209… 210… 211... 212!

She yanked it off the ring and sprinted down the stairs. Her eyes were searching for that one door.

212.

She watched the card being slotted in. The door opened with a surprising click instead of dissolving to let her in. She pushed it open warily. The walls were a leaden grey and the small room was lined with multiple pods placed in neat orderly rows.

P08

POD NUMBER 08.

She could not fathom how simple her task had been. That university placing was hers, definitely. She approached the pods, sourcing for Pod 08. She glanced at the numbers that hovered above each pod, initially not noticing what was beneath. However, she could not keep her eyes away from the specific colours that glowed through the translucent cover of each pod. She gave in to her curiosity eventually and approached one of the pods.

“Now, now, you have yet to tell me what the sphere is for,” Clyde Reznor’s voice resounded throughout the room. Though small, she could not identify where he was in the room, or if he was in the room at all and his voice a mere projection. “It’s interesting how these little geniuses work. I developed them, much better than a certain frozen DNA project.

“They actually convert the dissolved acidic gases in the water and turn them into projected energy that we superimpose on these perished and lifeless plants. These reefs, they are dead, if you have not realised. DEAD! THEY WERE DEAD BEFORE WE COULD DEVELOP THIS TECHNOLOGY!”

Dead?

She was confused. She did not believe that the biodiversity around her could be entirely diminished. It was impossible! She had witnessed, day by day, the dazzling variety of colours by the glass wall. She would have known if they were entirely gone. These reefs were her life, scientist or not.
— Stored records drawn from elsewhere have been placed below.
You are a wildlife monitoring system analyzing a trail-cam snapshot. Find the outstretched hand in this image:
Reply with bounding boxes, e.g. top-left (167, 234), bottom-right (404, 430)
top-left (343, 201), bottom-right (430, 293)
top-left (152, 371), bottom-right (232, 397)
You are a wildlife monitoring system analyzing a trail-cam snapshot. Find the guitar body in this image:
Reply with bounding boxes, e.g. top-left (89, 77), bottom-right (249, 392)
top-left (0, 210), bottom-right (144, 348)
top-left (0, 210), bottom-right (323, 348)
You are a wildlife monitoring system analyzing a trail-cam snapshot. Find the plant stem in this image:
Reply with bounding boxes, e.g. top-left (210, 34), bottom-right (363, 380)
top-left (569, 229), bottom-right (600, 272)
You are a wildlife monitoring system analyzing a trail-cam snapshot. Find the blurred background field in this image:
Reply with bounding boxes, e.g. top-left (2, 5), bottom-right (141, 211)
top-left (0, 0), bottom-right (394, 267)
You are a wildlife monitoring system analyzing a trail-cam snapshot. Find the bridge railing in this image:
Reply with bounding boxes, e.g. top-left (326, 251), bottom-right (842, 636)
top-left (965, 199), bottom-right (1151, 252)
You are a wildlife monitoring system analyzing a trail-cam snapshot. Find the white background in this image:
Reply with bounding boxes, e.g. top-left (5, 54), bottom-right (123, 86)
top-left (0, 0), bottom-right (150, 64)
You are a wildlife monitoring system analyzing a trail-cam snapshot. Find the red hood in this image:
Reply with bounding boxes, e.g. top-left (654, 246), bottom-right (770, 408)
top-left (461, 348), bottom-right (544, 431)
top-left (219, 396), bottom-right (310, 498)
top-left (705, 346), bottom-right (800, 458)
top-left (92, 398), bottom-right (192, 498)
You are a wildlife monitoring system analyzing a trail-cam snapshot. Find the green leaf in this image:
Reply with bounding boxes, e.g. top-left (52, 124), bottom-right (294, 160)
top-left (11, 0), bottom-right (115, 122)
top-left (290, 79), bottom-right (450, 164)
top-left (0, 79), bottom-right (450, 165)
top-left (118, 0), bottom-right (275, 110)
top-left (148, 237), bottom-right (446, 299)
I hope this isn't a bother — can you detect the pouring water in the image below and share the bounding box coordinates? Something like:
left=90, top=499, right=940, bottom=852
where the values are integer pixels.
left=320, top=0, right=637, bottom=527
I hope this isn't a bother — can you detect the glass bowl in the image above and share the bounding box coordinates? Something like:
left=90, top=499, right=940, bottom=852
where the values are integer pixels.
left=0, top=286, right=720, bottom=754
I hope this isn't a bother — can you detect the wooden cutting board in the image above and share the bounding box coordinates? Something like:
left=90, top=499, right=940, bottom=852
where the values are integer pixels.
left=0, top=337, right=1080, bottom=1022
“Look up, look at the truth of this so called beauty.” The ceiling was slowly turning transparent to reveal the reefs above. Algae had overgrown and buried the once magnificent reefs. The former brilliance had been condemned to become a hideous blanket of moss.

He laughed hysterically, insanity clear in his voice. “So, we decided to do something radical. To make the beasts that destroyed this majesty pay!”

She looked at the pods, suddenly repulsed by what truth they might reveal, but she had to know. Her curiosity surpassed her fear. Her instincts told her to run but in her mind, she was set on finding out the truth. She approached the glowing pods, each a different colour.

They glowed.

Royal blue.

She stood beside a pod and peered through the translucent glass.

Olive green.

There was a nagging feeling in her mind telling her how these pods were just the size of bed.

Deep purple.

She squinted. She could make out the eyes, nose, lips… expressions frozen in utter shock. Shock that ignited the vision of orange…

Fiery orange.

Human! She stumbled back, stupefied by what she saw. She stumbled backwards even more…

And more…

Just a little bit more…

The pod’s lit clamped shut as she was frozen cryogenically. The last thing she saw was the translucent glass that descended over her. Her emotions were plastered across her face, still stuck in utter shock as she would be for all of time. The sudden quickening of heartbeat from astonishment, like the blazing orange of a fire lit. It would eventually fuel one of her beloved reefs, deceptive and alluring.

“Perfect,” he whispered as he played with the metallic sphere in his palms.